Could this be related to files in temp folder which is in local settings folder?
Because I deleted all the files inside the temp folder.
And don't get confused with temporary internet files.
I mean C:\Documents and Settings\[user]\Local Settings/Temp

Anyway help would be appreciated on this problem:grin:

-Dacads


----------



## Coolfreak (May 27, 2008)

How are you trying to extract it? I've used WinRAR before, and once you have the compressed folder shown (like you have pictured) just drag and drop the contents into another folder.


----------



## Dacads (Aug 10, 2008)

it ain't a compressed folder, when I download a .RAR I can open it up and extract without any problems but I tried going into lots of different folders and tried extracting but it comes up with that no archives found in selected files and folders error.
So it seems the problem is with exisiting files that I haven't downloaded recently.


----------



## Coolfreak (May 27, 2008)

What do you mean 'lots of different folders'?
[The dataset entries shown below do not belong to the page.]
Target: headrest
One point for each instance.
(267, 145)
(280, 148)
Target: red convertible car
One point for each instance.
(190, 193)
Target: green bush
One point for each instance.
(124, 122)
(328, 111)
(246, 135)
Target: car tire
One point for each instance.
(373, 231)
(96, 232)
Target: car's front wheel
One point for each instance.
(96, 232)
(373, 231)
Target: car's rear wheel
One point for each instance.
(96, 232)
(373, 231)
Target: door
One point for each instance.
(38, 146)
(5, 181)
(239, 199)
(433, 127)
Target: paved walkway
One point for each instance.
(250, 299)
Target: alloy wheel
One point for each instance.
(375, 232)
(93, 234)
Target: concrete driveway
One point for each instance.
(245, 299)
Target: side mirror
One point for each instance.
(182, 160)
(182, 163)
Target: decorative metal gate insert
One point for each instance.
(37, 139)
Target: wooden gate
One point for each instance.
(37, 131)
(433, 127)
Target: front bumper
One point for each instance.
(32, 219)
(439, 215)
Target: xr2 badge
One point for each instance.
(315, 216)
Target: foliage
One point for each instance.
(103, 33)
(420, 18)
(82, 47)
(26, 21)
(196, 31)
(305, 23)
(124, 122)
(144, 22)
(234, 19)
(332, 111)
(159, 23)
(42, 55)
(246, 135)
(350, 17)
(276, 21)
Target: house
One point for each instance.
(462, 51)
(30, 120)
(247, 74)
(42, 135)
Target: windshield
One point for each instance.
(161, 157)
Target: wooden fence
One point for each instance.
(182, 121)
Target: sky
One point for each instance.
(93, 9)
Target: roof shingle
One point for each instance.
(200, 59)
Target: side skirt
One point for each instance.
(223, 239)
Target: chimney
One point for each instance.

For the record, a .rar file is compressed. .

Also, if you are going into just regular folders, why are you using WinRAR? Windows Explorer can do that. .
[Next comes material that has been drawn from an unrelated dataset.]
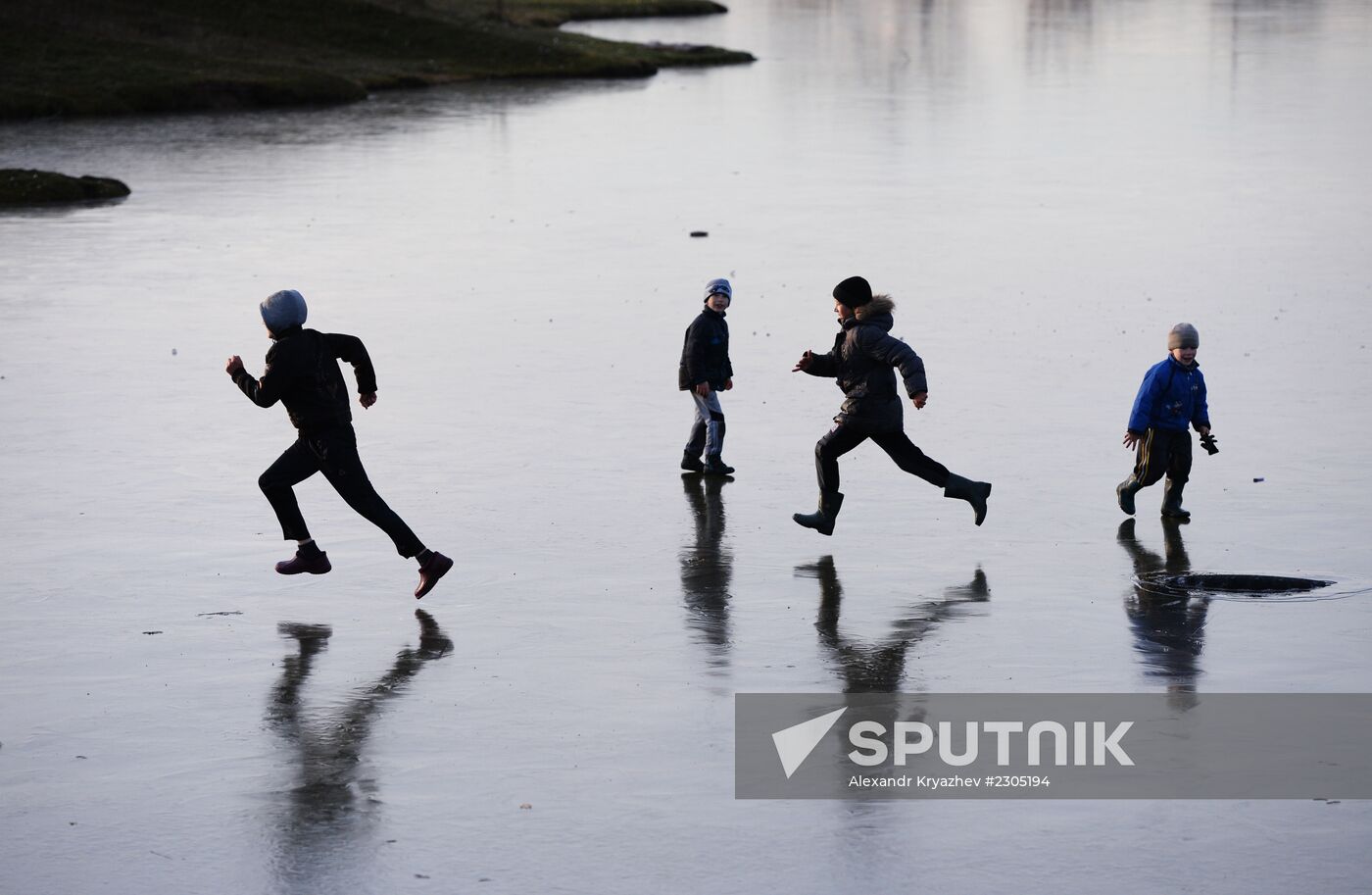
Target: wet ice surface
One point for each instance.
(1045, 189)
Maybe I am missing something. . Sorry if I am.


----------



## Dacads (Aug 10, 2008)

nono I'm not using WinRar to browse folders..

I'm just saying I tried extracting different files and for all of 'em it doesn't work it just comes up with that error i've mentioned in the 1st post.
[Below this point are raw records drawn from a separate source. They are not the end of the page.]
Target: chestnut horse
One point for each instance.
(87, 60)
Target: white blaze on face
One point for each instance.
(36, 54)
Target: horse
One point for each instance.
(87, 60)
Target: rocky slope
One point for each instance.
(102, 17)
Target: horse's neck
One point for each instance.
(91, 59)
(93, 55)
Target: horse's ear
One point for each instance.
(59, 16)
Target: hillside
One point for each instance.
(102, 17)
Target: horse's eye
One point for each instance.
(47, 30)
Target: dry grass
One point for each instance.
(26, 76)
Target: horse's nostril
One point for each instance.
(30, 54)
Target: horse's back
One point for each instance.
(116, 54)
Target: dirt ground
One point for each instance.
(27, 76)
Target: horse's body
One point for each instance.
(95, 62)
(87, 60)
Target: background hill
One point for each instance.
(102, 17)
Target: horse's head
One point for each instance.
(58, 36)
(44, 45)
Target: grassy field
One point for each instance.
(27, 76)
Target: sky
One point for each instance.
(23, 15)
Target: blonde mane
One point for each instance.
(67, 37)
I just need help on how to fix the problem!.
Even when I use Flasget(download manager) to down .rar files and it automatically fails for some reason :S

So it seems there is something wrong with WinRar but i'm not sure what


----------



## Coolfreak (May 27, 2008)

Dacads said:


> it ain't a compressed folder, when I download a .RAR I can open it up and extract without any problems but I tried going into lots of different folders and tried extracting but it comes up with that no archives found in selected files and folders error.
> So it seems the problem is with exisiting files that I haven't downloaded recently.


There you said you can download .rar files and extract them without any problems.

Now you can't?

I'm really sorry, but I am confused.

Also, I noticed in your picture you are in the shared folder. . . If I remember correctly, the Shared folder is _not_ compressed. Meaning, you shouldn't be using WinRAR to get to those files.


----------



## Dacads (Aug 10, 2008)

aha I understand why you are confused now, sorry about that.

The problem is when I download .RAR's on my download manager it doesn't work for some reason :S
It comes up with that error mentioned in 1st post.
I even tried another download manager and it comes up with same error.
But when I use Internet buil-in downloader it works fine :S

I'm still sure WinRar is problem though


----------



## mack1 (Nov 27, 2007)

Hi Dacads,

Just a thought. Could it be that the files are simply MP3 as indicated in the WinRar pic you posted. Since MP3 is a compressed audio file, it would be pointless for anyone to try to compress them more before downloading them to your computer. If you would drag the Name column over far enough to see the file extension, it might show .mp3. The Type column says it's an MP3 Format Sound File. 

When you find one that will uncompress, what is in the Type column?

Best regrads,
Mack1


----------



## Coolfreak (May 27, 2008)

Okay, lets say you download a .rar using a download manager to the desktop. Then you double-click on it, does it open at all?


----------